Em sua fala, Moysés apresentou uma interpretação de fatos históricos desde 2002, ano em que Lula foi eleito presidente pela primeira vez. Para ele, esse fato marca o início de um ciclo – que se encerrou em junho de 2013, quando houve uma série de mobilizações em diversas cidades brasileiras.
“2013 não foi um levante da esquerda. Foi um levante híbrido”, assinalou o pesquisador. Para ele, junho de 2013 “é um acontecimento” que desestabilizou o arranjo composto até então, e a partir do qual “as forças políticas nunca mais voltaram para onde estavam” antes dele. Ainda hoje, estamos em processo de reorganização, segundo o professor.

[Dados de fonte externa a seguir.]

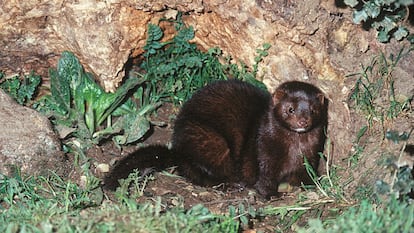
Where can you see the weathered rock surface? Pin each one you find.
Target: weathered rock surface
(311, 40)
(27, 140)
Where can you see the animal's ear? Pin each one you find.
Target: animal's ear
(278, 95)
(321, 98)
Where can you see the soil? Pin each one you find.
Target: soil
(176, 191)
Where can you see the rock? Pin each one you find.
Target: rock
(27, 140)
(313, 40)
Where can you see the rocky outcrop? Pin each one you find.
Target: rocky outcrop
(27, 140)
(311, 40)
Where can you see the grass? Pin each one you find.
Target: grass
(49, 204)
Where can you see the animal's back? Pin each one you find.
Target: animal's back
(216, 132)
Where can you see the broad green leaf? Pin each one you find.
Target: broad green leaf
(60, 91)
(383, 36)
(135, 127)
(107, 106)
(351, 3)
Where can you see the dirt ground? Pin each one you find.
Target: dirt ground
(176, 191)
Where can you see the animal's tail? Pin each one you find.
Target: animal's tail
(155, 157)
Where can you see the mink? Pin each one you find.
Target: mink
(233, 132)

Com as eleições de 2014, houve uma organização da política em dois polos, um a favor do Partido dos Trabalhadores e outro anti-PT. Essa polarização “já existia, mas nunca tinha sido tão forte”, assinalou Moysés.
Naquele contexto, “a esquerda dobrou a aposta na própria esquerda”, para se diferenciar do projeto de Marina Silva, que chegou a liderar as intenções de voto para a presidência. Assim, houve uma “construção enrijecida da identidade de esquerda”, com um discurso que apontava que não seria possível ser de esquerda e votar em Marina.

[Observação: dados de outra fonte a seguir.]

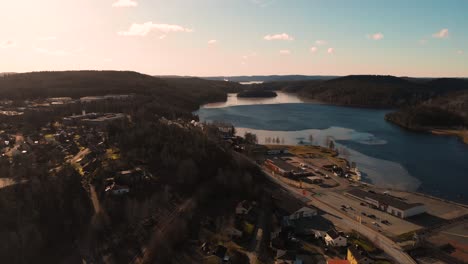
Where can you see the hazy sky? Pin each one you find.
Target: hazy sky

No entanto, logo após ser reeleito, o governo de Dilma Rousseff perdeu sua base social, com contradições como a nomeação de um ministério conservador após uma campanha eleitoral de esquerda. A partir daí, houve uma “série de decisões ruins, muito mal pensadas”, que enfraqueceram a posição de Dilma, de acordo com a visão do pesquisador.

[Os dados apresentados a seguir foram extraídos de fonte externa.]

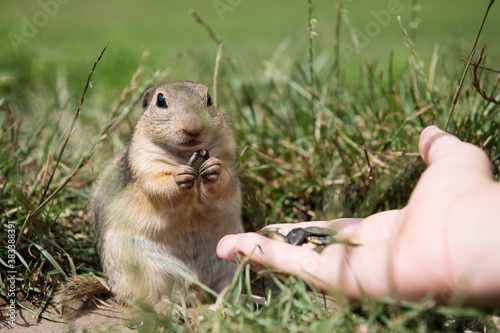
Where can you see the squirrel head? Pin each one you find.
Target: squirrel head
(181, 117)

Com o governo fragilizado, o centro se moveu para a direita, e a esquerda se voltou para seus quadros clássicos, o que aumentou o seu isolamento. “É negativo que uma força do campo político se transforme em um enclave insular”, ponderou Moysés.
Segundo ele, a esquerda, ao se voltar para si própria, esqueceu do centro, “como se não existisse um ‘meio-de-campo pragmático’”. Para ele, a maioria da população vota não por uma “ideologia de fundo”, mas com base em “quem está fazendo uma boa gestão”. Assim, “o centro é altamente empirista”.
A esquerda deve “se permitir dialogar com o senso comum”, para Moysés (Foto: João Flores da Cunha/IHU)
O pesquisador citou alguns pontos em que, em sua visão, a esquerda está afastada do centro. Um deles é o de que a esquerda atribui uma conotação negativa ao empreendedorismo.
No entanto, para Moysés, “não se pode desprezar o desejo das pessoas de quererem ser chefes de si mesmas”, bem como sua rejeição ao emprego fordista. Segundo ele, a esquerda ainda manifesta um apego excessivo ao emprego típico da sociedade industrial do século XX.
Outro erro estratégico da esquerda seria o de tratar o combate à corrupção como um moralismo excessivo, de acordo com o pesquisador. Para ele, o “saque das elites” não pode ser legitimado, sob pena de que, “se todos pensam em saquear, é impossível construir um projeto” de sociedade.
Ou seja, “não há apenas um aspecto moralista no combate à corrupção, mas um aspecto de construção” de sociedade, segundo o professor. “A corrupção captura a própria democracia”, bem como a própria noção de deliberação pública, e enfraquece a possibilidade de o cidadão decidir os rumos da sociedade, afirmou Moysés.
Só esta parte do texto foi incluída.